CNN was originally developed for image classifications. Its basic and most popular applications are hand-writing recognition and human face recognition. In these cases, CNN plays the role as a fitting function between the input images and the output labels. The process to fit the CNN model is so-called “train”. The iterations during the “train” are called “epochs”. Typically a Stochastic Gradient Descent (SGD) is used for training. Once the CNN is trained for a specific data model, we can use it as the function to estimate the label of an unknown image containing features that are close to the training data. This step is called “predict”.
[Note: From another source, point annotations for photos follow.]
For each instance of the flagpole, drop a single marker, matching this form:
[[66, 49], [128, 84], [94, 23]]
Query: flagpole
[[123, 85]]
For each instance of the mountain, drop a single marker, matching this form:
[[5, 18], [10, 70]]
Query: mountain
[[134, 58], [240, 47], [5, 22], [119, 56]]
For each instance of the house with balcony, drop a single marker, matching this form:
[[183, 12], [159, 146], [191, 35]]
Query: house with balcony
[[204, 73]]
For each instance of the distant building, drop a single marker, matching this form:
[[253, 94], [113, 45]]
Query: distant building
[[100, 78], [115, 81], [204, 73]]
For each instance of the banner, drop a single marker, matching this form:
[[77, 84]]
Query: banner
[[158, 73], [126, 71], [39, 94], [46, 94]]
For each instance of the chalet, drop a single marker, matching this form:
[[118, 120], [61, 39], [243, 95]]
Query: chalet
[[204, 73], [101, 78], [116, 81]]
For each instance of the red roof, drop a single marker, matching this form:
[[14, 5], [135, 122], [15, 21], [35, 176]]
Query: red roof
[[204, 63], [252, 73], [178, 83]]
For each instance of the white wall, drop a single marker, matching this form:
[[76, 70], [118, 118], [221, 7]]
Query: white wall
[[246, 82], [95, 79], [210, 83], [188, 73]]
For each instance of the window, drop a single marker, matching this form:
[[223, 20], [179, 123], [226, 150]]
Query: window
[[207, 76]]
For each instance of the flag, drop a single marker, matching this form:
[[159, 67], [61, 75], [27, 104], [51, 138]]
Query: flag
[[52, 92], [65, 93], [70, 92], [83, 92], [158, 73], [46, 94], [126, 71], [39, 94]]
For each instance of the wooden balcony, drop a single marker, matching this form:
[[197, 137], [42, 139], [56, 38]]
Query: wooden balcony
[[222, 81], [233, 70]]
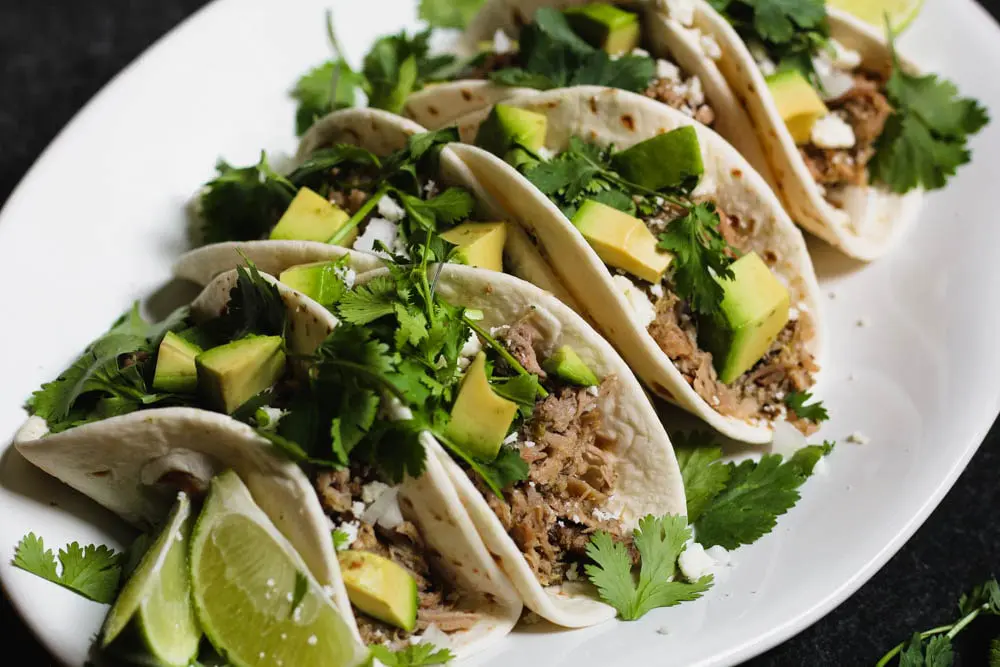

The process to prepare the training data decides the computing model. The more training data we prepare, the better the prediction results will be. Normally the number of training data should be at least on the magnitude of 104 for a reasonable prediction. This procedure is always considered difficult, because most of the steps for this task have to be done manually. in some cases, like solving a general image classification problems for nature images, this can be an overwhelming task and explains why machine learning techniques are yet not widely applied. However, for the image classification problems of synchrotron imaging, the image features are normally restricted to some specific aspect and therefore, we only need to use few images, or, in some cases, as discussed this in Section 3, even use the simulated images, to train the CNN model.

There is not a standard architecture of CNN for image classification. After we tested different architectures and parameter to consider their performances and stability, we choose to use the CNN architecture as shown in Fiure 1:


Figure 1: The architecture of the CNN classification model using for this article. We use the classification of handwriting number 3 as the example. This diagram shows how the handwriting image has been classified as its related number.

It includes 3 convolutional layers and 2 maxpooling layers. The first convolutional layer includes 32 convolution weights to extract 32 feature maps from the inputs. The image size reduces to half at each maxpooling layer. The number of convolution weights and feature maps doubles after each maxpooling layer. The final layer of the feature maps are fully connected to data nodes with the activation function. These nodes are connected again with another activation function and become a single value. We fit this value to be the label that defined in the training data.